Particular due to everybody who contributed to this launch: Matthieu Dufour, Srishti Bhargava, Stylianos Herodotou, Kannan Ratnasingham, Shyam Rathi, David Lee.
In regards to the authors
Angel Conde Manjon is a Sr. EMEA Knowledge & AI PSA, based mostly in Madrid. He has beforehand labored on analysis associated to Knowledge Analytics and Synthetic Intelligence in various European analysis initiatives. In his present position, Angel helps companions develop companies centered on Knowledge and AI.

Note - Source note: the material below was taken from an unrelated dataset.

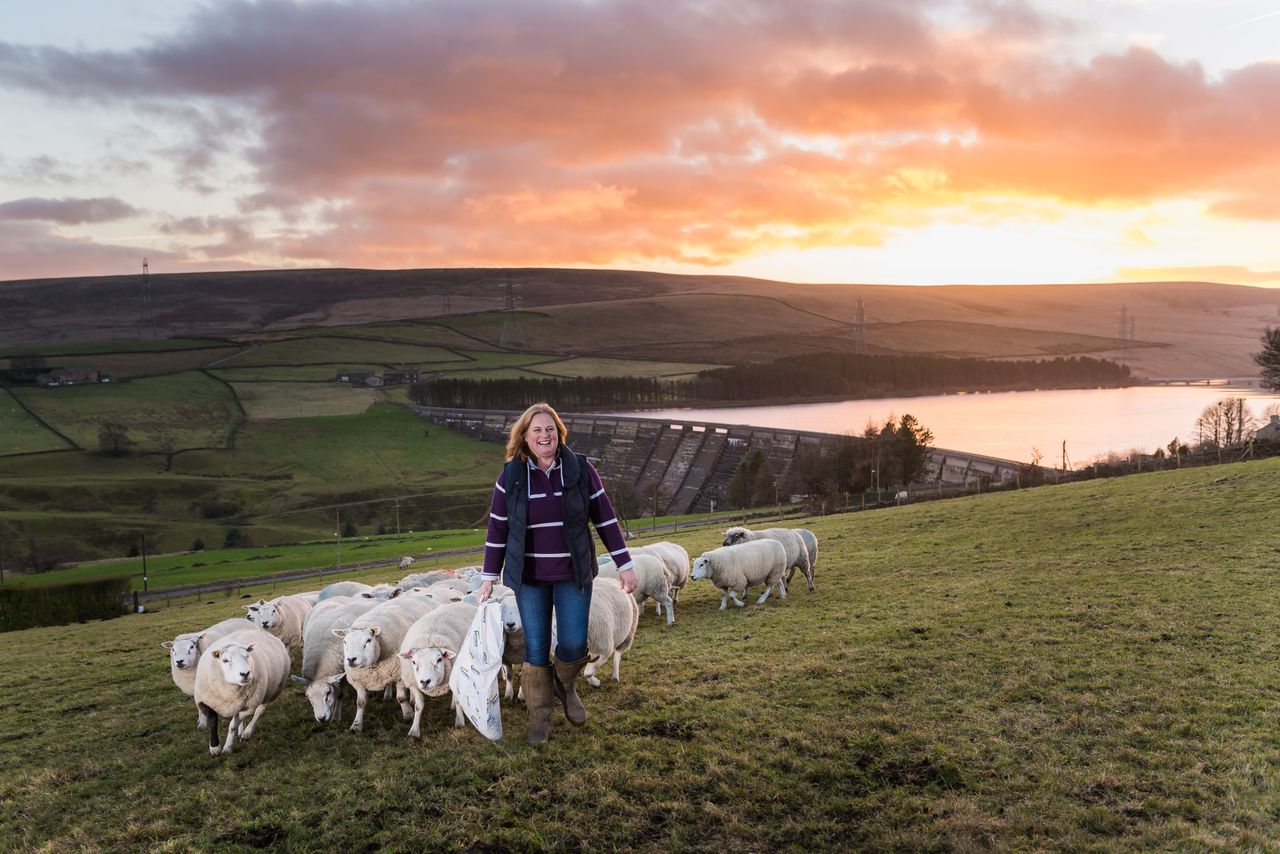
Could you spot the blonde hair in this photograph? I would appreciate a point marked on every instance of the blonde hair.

Diego Colombatto is a Principal Accomplice Options Architect at AWS. He brings greater than 15 years of expertise in designing and delivering Digital Transformation initiatives for enterprises. At AWS, Diego works with companions and prospects advising the best way to leverage AWS applied sciences to translate enterprise wants into options. Resolution architectures, algorithmic buying and selling and cooking are a few of his passions and he’s all the time open to begin a dialog on these subjects.
Sandeep Adwankar is a Senior Technical Product Supervisor at AWS. Based mostly within the California Bay Space, he works with prospects across the globe to translate enterprise and technical necessities into merchandise that allow prospects to enhance how they handle, safe, and entry knowledge.